Several studies have addressed the significance of a day 10–14 bone marrow, without regard to subsequent therapy that was given2630. The issue addressed in the present study is what happens to patients who have residual leukemia on day 10–14, receive a second cycle of induction therapy at that point and subsequently achieve CR. Do they have a worse prognosis at that point than patients who achieved CR after only one course of induction? The data reported from this study demonstrate that such patients do not have a worse long-term outcome than patients who achieve CR after one cycle, and therefore no modification of post-remission therapy is warranted for these patients.
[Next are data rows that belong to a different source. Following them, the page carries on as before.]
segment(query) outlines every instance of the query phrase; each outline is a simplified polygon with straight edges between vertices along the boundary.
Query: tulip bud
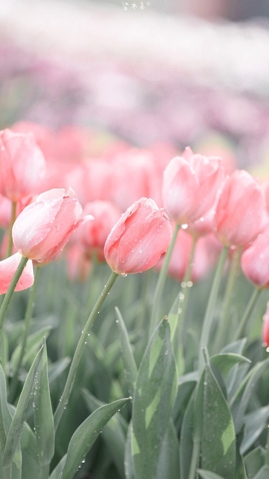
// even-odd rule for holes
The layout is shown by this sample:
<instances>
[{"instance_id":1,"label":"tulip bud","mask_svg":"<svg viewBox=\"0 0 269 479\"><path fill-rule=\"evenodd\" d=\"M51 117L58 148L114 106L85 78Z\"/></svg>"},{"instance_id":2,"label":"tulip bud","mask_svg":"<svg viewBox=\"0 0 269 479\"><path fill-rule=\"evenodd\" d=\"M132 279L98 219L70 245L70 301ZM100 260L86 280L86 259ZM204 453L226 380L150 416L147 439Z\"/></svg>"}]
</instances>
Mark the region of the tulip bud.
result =
<instances>
[{"instance_id":1,"label":"tulip bud","mask_svg":"<svg viewBox=\"0 0 269 479\"><path fill-rule=\"evenodd\" d=\"M34 135L0 132L0 193L17 203L36 191L45 176L45 161Z\"/></svg>"},{"instance_id":2,"label":"tulip bud","mask_svg":"<svg viewBox=\"0 0 269 479\"><path fill-rule=\"evenodd\" d=\"M178 224L203 217L213 205L224 178L221 158L194 155L189 147L171 160L164 172L162 197L169 217Z\"/></svg>"},{"instance_id":3,"label":"tulip bud","mask_svg":"<svg viewBox=\"0 0 269 479\"><path fill-rule=\"evenodd\" d=\"M265 201L258 182L244 170L227 177L216 208L215 232L226 246L255 239L264 227Z\"/></svg>"},{"instance_id":4,"label":"tulip bud","mask_svg":"<svg viewBox=\"0 0 269 479\"><path fill-rule=\"evenodd\" d=\"M78 231L77 237L83 249L90 254L95 251L98 259L103 261L104 246L112 228L121 217L122 212L109 201L96 200L87 203L84 215L92 214L94 221L88 221Z\"/></svg>"},{"instance_id":5,"label":"tulip bud","mask_svg":"<svg viewBox=\"0 0 269 479\"><path fill-rule=\"evenodd\" d=\"M56 256L70 235L91 216L81 219L82 208L72 188L42 193L26 206L15 220L13 241L25 258L41 262Z\"/></svg>"},{"instance_id":6,"label":"tulip bud","mask_svg":"<svg viewBox=\"0 0 269 479\"><path fill-rule=\"evenodd\" d=\"M244 251L241 265L244 274L258 288L269 287L269 227Z\"/></svg>"},{"instance_id":7,"label":"tulip bud","mask_svg":"<svg viewBox=\"0 0 269 479\"><path fill-rule=\"evenodd\" d=\"M112 228L105 244L105 258L112 271L123 276L142 273L156 264L171 237L163 209L151 198L141 198Z\"/></svg>"},{"instance_id":8,"label":"tulip bud","mask_svg":"<svg viewBox=\"0 0 269 479\"><path fill-rule=\"evenodd\" d=\"M0 295L5 294L22 259L20 253L16 253L0 261ZM27 261L21 275L15 291L22 291L34 284L34 271L32 261Z\"/></svg>"}]
</instances>

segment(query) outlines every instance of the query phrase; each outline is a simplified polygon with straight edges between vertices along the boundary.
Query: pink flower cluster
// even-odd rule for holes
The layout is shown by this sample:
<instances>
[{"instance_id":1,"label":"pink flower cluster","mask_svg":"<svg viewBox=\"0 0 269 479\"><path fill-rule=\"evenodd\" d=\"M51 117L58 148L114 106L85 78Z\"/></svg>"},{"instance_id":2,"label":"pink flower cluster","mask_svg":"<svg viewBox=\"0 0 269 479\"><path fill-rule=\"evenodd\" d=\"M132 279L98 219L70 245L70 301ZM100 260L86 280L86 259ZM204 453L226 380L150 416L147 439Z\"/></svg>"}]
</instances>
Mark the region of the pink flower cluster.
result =
<instances>
[{"instance_id":1,"label":"pink flower cluster","mask_svg":"<svg viewBox=\"0 0 269 479\"><path fill-rule=\"evenodd\" d=\"M71 238L72 277L85 276L93 257L123 275L159 269L178 224L168 273L179 281L195 240L192 281L213 266L222 243L242 246L244 272L269 286L269 187L247 171L228 175L222 158L190 147L177 156L169 145L134 148L74 127L55 133L22 122L0 139L0 224L8 227L16 203L12 237L23 256L50 261Z\"/></svg>"}]
</instances>

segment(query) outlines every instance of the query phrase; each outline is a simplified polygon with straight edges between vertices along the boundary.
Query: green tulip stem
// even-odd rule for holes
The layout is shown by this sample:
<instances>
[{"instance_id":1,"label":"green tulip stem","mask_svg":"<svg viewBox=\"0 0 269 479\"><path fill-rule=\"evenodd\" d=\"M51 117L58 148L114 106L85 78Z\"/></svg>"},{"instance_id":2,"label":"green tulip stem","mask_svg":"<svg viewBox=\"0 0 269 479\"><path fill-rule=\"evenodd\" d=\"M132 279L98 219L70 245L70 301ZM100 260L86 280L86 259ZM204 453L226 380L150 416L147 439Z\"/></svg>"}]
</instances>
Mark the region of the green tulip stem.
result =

It must be emphasized that the results of this study in no way imply a recommendation for patients to receive a second cycle on day 14. Rather, the study negates a common perception and practice that patients who achieve a CR after a second cycle of induction, given on day 10–14, have a worse prognosis such that their planned post-remission intervention needs to be altered.

The present analysis included patients who were registered on clinical trials since 1983. Per protocol, all patients who had residual leukemia on day 10–14 were to receive a second course of therapy. 26% of patients who eventually achieved CR required two courses of induction therapy, although the percentage of patients who received two courses varied between studies (Table 2). Above all else, this reflects also the feasibility and safety in young adults of administering a second course of induction therapy on or about day 14. This does not imply that all patients who received such therapy would not have achieved CR if a second cycle had not been given18. Indeed, in some earlier studies of APL residual leukemia on day 14 may have been over- diagnosed31. Furthermore, in the early studies patients may have been diagnosed as having residual leukemia based on a very hypocellular marrow. The rigorous criteria of having unequivocal residual leukemia in the marrow that is not hypocellular were only more commonly instituted in the protocols conducted in the early 1990s32. None-the-less, the rigorous requirement for the assessment of the marrow that may not be hypocellular is not uniform and in most of the earlier analyses33,34 this was not required. The data in this report encompass 6 studies conducted at different time points, with possibly slightly different criteria defining residual leukemia, but with an overall result that is similar and consistent in each study. APL patients who did not receive ATRA are included in this analysis, being a part of consecutive studies for newly diagnosed patients with AML or APL, as the results from this specific study (E2491/INT0129) are virtually superimposable on results from the other studies and excluding this study does not alter the final conclusion. Also, a small number of APL patients were included in the earlier studies for AML (E3483, PC486 and E1490), and were thus not excluded.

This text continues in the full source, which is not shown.